The International Monetary Fund (IMF) on Thursday predicted the worst economic downturn globally since the Great Depression, projecting negative growth for 170 countries in the world as the COVID-19 pandemic continues to eat deep into the wealth of nations.
The Managing Director of the IMF. Kristalina Georgieva said this in a speech titled “Confronting the Crisis: Priorities for the Global Economy,” ahead of the 2020 Virtual Spring Meetings of the IMF/World Bank.
She said the fund with a lending capacity of $1 trillion has received the approval of its board to double access to its emergency facilities, which will allow it to meet the expected demand of about $100 billion in financing.
While noting that although the fund had earlier in the year projected positive per capita income growth in over 160 of its member countries in 2020, she said, “we are still faced with extraordinary uncertainty about the depth and duration of this crisis.”
She added: “We are still faced with extraordinary uncertainty about the depth and duration of this crisis. It is already clear, however, that global growth will turn sharply negative in 2020.
“In fact, we anticipate the worst economic fallout since the Great Depression.
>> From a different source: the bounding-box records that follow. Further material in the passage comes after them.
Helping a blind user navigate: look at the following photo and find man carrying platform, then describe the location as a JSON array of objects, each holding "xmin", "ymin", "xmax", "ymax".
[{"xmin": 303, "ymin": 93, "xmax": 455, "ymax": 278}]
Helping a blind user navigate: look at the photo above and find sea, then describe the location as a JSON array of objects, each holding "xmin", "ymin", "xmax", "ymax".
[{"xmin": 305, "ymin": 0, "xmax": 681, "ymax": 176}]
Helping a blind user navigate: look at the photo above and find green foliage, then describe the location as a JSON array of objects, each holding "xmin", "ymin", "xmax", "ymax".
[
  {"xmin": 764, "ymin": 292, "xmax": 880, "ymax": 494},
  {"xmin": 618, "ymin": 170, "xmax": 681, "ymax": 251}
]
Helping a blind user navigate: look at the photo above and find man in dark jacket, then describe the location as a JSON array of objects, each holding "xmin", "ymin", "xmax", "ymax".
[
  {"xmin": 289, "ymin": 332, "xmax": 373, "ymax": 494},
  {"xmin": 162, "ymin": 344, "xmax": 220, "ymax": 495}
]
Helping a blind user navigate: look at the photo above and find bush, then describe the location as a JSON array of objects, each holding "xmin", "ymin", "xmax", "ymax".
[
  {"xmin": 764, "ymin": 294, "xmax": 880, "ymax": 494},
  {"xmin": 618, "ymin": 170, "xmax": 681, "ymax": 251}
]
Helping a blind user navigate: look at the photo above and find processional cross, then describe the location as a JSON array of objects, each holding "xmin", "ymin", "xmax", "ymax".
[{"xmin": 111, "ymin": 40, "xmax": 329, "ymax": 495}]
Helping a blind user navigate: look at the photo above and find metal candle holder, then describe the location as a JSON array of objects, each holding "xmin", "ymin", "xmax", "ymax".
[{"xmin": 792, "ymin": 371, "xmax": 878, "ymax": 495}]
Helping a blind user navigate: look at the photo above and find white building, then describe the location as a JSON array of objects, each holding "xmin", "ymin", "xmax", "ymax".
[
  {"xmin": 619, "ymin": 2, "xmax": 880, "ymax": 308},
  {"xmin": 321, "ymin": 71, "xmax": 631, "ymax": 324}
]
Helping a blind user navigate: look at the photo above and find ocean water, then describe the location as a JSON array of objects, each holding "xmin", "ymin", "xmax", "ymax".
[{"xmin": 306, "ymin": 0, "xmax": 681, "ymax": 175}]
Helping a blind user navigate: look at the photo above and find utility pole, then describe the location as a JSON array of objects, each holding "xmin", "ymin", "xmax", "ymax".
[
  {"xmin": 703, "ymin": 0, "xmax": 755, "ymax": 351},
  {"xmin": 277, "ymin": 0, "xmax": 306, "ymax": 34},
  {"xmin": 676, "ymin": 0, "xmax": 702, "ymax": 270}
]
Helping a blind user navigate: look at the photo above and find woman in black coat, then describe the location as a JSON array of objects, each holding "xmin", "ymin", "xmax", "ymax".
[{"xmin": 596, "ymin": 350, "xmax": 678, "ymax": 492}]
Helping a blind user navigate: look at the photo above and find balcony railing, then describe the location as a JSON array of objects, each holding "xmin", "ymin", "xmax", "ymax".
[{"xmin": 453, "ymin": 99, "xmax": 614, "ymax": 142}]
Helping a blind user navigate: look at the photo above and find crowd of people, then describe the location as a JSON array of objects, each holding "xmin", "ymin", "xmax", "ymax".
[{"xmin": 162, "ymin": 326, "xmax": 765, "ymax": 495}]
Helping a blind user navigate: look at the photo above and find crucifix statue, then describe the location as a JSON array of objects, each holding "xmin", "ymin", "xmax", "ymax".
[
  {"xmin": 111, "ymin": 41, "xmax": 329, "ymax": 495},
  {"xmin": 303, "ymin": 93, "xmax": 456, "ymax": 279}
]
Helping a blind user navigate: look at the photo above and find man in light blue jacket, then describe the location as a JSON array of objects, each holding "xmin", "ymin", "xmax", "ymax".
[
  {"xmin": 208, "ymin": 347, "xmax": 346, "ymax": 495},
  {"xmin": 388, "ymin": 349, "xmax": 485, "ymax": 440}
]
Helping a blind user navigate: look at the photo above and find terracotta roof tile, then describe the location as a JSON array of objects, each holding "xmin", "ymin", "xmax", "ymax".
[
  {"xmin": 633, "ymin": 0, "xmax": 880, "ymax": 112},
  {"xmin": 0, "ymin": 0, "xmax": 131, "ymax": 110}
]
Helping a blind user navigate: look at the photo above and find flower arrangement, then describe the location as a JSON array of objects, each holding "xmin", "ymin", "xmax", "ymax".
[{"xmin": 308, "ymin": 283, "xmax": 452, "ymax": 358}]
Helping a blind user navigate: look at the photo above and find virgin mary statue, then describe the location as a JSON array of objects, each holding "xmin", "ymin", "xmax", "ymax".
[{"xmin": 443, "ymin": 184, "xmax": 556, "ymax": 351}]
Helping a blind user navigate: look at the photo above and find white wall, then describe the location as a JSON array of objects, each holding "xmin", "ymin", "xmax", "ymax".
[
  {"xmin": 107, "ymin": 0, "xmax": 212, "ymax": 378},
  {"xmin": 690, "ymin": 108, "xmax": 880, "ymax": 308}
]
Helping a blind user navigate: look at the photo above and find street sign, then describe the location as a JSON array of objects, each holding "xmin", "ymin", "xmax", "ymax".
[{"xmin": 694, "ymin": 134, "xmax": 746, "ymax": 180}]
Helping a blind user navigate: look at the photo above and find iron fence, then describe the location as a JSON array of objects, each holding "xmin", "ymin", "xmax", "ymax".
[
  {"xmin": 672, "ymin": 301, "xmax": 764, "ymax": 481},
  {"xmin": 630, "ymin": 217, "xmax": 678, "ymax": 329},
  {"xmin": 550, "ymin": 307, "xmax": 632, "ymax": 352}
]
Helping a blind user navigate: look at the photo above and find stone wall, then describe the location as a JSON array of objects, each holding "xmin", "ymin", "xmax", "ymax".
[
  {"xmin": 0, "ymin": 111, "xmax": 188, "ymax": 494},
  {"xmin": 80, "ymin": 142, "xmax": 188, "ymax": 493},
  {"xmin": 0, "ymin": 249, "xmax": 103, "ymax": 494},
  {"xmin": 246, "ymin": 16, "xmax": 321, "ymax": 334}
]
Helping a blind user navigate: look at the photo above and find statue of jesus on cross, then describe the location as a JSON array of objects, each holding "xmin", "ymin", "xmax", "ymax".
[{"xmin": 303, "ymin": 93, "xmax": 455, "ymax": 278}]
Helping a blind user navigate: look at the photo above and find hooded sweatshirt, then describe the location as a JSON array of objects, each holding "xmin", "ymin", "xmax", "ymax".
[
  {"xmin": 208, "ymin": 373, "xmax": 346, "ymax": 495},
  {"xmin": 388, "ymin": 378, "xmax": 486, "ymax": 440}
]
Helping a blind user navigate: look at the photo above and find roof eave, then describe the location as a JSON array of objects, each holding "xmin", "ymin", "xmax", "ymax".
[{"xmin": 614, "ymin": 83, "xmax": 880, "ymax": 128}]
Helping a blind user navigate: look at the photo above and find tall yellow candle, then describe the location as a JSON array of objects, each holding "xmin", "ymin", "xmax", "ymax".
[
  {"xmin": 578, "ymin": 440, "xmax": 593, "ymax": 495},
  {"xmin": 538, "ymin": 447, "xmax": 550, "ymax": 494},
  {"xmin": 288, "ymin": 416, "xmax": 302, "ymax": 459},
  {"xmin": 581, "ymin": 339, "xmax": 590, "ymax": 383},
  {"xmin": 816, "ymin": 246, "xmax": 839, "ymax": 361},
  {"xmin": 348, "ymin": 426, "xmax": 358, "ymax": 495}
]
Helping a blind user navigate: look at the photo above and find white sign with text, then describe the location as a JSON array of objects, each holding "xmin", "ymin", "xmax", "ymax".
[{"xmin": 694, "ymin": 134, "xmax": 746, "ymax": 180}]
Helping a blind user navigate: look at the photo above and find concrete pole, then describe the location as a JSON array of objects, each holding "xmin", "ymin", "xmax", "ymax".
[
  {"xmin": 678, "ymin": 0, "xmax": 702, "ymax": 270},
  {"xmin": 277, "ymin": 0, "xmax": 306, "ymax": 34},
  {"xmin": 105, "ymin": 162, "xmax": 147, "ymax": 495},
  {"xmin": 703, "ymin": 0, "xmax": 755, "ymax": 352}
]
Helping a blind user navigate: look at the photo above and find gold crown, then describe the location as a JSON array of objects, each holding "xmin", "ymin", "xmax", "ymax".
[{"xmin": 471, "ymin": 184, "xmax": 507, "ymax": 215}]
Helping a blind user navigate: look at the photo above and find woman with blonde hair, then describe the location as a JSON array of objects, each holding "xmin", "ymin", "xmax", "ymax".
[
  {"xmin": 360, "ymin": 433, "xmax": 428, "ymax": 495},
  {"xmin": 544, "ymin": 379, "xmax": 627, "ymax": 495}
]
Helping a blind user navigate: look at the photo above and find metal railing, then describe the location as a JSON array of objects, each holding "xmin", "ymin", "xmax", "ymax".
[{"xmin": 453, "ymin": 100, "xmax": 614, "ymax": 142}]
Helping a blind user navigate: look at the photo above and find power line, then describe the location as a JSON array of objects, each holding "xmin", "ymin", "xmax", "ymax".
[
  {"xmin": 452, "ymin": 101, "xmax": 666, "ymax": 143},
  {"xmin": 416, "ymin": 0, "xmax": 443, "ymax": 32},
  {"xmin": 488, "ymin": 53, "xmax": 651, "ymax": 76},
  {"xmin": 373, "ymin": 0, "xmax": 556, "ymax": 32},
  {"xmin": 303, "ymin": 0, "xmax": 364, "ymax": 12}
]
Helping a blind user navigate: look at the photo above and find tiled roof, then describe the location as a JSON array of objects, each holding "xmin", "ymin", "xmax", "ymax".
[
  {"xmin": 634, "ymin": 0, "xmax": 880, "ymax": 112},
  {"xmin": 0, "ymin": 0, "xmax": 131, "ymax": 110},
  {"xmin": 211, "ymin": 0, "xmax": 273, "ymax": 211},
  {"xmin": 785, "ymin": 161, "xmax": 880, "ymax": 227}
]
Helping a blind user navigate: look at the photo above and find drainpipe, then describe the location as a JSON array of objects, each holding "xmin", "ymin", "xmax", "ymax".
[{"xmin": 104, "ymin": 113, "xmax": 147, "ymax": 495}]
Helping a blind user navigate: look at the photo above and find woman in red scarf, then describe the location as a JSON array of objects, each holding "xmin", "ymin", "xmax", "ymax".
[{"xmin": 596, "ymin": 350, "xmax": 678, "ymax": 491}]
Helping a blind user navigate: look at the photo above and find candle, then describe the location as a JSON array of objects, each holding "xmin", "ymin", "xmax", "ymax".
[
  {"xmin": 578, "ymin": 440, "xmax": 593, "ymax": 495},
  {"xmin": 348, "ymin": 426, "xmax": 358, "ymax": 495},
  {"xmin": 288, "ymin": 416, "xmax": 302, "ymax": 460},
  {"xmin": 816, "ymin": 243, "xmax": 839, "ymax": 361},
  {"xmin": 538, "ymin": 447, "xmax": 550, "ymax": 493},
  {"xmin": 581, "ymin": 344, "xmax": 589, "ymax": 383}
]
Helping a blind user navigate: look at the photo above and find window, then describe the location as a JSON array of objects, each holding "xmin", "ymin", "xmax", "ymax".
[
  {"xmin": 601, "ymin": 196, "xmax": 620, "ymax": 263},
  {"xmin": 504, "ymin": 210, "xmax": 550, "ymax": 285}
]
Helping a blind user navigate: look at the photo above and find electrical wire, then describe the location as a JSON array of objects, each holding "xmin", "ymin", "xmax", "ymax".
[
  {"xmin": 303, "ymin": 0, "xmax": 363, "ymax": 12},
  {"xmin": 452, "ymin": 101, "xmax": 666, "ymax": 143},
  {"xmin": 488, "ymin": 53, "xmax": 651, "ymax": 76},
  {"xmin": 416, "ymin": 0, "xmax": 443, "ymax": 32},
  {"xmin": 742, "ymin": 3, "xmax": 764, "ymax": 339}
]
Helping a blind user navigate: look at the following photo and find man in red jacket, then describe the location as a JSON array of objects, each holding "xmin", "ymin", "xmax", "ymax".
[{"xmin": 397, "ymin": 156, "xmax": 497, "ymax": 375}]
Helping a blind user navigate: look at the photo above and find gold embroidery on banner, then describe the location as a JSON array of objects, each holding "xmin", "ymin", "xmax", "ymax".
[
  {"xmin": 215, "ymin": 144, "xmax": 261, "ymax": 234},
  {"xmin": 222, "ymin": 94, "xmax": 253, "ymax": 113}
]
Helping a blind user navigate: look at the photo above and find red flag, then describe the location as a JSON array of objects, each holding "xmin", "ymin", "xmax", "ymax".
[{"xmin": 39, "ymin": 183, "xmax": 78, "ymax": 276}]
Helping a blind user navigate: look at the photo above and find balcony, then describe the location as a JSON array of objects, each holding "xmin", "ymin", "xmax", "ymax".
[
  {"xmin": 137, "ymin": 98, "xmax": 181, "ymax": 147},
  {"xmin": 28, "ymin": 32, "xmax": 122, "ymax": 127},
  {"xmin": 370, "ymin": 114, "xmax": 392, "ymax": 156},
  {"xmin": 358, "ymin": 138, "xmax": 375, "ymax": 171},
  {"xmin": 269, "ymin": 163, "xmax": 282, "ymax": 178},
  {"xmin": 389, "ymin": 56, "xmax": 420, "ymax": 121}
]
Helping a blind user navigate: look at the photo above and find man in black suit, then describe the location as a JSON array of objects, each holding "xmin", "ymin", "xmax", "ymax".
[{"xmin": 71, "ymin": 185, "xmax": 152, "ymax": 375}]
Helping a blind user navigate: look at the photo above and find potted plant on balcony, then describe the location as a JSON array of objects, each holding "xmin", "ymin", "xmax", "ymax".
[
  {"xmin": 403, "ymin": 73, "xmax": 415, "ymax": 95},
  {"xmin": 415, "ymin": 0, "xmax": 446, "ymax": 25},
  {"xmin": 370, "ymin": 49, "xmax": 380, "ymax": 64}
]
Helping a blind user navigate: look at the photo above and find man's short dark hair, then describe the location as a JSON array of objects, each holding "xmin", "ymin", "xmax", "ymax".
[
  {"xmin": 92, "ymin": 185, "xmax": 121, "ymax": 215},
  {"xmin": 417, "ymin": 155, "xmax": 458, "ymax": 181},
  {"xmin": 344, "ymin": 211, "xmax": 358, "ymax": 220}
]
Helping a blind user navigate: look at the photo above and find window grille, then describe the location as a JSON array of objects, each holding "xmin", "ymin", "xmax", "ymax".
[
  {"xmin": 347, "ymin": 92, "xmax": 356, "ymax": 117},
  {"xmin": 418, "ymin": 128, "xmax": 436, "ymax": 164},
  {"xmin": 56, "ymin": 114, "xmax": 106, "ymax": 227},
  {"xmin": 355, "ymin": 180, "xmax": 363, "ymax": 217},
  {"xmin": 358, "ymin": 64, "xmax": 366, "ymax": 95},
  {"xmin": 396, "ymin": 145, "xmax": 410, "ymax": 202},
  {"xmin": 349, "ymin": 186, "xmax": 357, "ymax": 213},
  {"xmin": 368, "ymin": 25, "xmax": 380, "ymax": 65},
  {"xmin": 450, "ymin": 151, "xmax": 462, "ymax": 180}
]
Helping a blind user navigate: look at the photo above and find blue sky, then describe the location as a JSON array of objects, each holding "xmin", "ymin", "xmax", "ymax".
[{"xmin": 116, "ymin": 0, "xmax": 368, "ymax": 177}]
“Just three months ago, we expected positive per capita income growth in over 160 of our member countries in 2020. Today, that number has been turned on its head: we now project that over 170 countries will experience negative per capita income growth this year.”
She, however, said a partial recovery was plausible if the pandemic was curtailed timely.
She added: “If the pandemic fades in the second half of the year thus allowing a gradual lifting of containment measures and reopening of the economy our baseline assumption is for a partial recovery in 2021.